John Morse showed an early interest in art and at age 11 was invited to join twice-weekly evening oil painting classes for adults in the small Southern town of his childhood, Lake City, Florida. He attended for four years and soon earned commissions painting portraits, landscapes and murals. At the age of 15 he started working as a sign painter, including interstate billboards, a skill that he would use for employment in his early art career. At 16, he left home and moved to the Oregon coast where he worked in poster arts, watercolors and super-graphic murals. With the exception of high school art classes, he received no further formal art training.
In 1981, he moved to Barcelona where he painted and sold watercolors of street scenes. When funds for materials ran low, he often created collage landscapes and portraits from found papers, usually litter. Soon, he was hired as art director at Diagonal, a leading art and culture magazine of Spain. While in Barcelona, he and fellow expatriate Brice Hammack formed Chi-Perro Studios, creating art and fashion from disposable plastics such as trash bags, grocery sacks and plastic wrap. Morse's current studio, Star Dog Studio, is based in Atlanta and New York. Ross Douglas Pedersen, Morse's husband, directs the studio.
In 1982, Morse returned to America, arriving for the first time in New York City, which became his new home. From 1984 to 1988, he produced "A-R-T," a silent, 30-minute program on Manhattan Cable Television that each week presented a single screen image intended to convert the television into a sculptural box. The first episode offered the interior of an oven baking a chicken, while later episodes included clothes tumbling in a dryer, a static focus on a single black hole, and a steady view out of his apartment window.
In 1986 he joined in the effort to help in the creation of Socrates Sculpture Park in Long Island City, New York, as an abandoned landfill was transformed into an international sculpture center, dedicated to the exhibition of monumental work. He soon joined the park's board of directors, serving until 2000. Over the years, he created several works for the park, including opening day installations, flag sculptures and a mural that still stands at the park's eastern edge. Socrates is now part of the New York City Parks Department.
His collages, sculptures, installations, watercolors and drawings have been exhibited at the Kentler International Drawing Space, Brooklyn; Islip Art Museum, Islip, New York; the DUMBO Art Center, Brooklyn; Match Fine Print, New York City, the Abernathy Arts Center in Atlanta, the Hudgens Center for the Arts in Duluth, Georgia, as well as galleries across the United States. Upcoming shows include his first solo exhibit in Chelsea at the Luise Ross Gallery opening May 2 and a solo exhibit of his portraits, along with a site-specific installation, at Arts Santa Monica in Barcelona, opening September 25.
His work is in the private collections of, among others, sculptor Mark di Suvero; New York Commissioner of Cultural Affairs, Kate Levin; New York Commissioner of Transportation, Janette Sadik-Khan; installation artist and sculptor Eve Sussman; Elizabeth Gilbert, author of Eat, Pray, Love; and Jacques d'Amboise, founder of the National Dance Institute.

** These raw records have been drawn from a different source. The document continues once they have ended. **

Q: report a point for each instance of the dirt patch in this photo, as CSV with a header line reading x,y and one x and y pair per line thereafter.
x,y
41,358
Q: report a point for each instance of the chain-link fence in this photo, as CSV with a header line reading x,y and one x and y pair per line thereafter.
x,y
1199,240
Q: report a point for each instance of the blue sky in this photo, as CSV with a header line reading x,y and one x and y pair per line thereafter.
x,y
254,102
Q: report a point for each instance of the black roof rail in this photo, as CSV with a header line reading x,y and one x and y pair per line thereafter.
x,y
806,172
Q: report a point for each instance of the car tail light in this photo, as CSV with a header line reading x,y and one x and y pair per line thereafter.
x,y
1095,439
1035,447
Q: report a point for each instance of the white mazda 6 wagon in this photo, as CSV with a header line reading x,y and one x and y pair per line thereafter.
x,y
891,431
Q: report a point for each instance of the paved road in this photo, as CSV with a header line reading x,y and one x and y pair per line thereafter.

Morse is also a prolific writer, having written several non-fiction titles published by Monacelli Press, McGraw-Hill, Henry Holt and Random House. In 2005 he created 39 original collages for Categories: On the Beauty of Physics, published by Vernacular Press and described by Raina A. Lampkins-Fielder of the Whitney Museum of Art as "a creative and liberating journey of the mind." In 2010, ten of his haiku poems were featured on 500 'bandit' signs posted around the streets of Atlanta, a guerilla installation that received extensive press coverage including The New Yorker, The Guardian, NPR and South Africa National Radio.
In 2011, the New York City Department of Transportation commissioned Morse to create a street installation of art and poetry called Curbside Haiku, 12 images of street signs mimicking the visual cues of common streets signs accompanied with 12 different haiku. The project has received worldwide press coverage and several accolades.
In 2012, Curbside Hiku earned Morse the Brendan Gill Prize by the Municipal Art Society of New York, given annually to an artist whose work captures "the energy and spirit of New York." Previous winners include Ang Lee, Louis Malle, the Starn Twins and Christo and Jeanne Claude for "The Gates." Curbside Haiku was also selected as one of the 50 outstanding works of public art in the country the Americans for the Arts Public Arts Network, the nation's largest organization of public arts administrators.
Morse is currently working on two new street art commissions with New York's Department of Transportation, both scheduled to launch in spring 2013.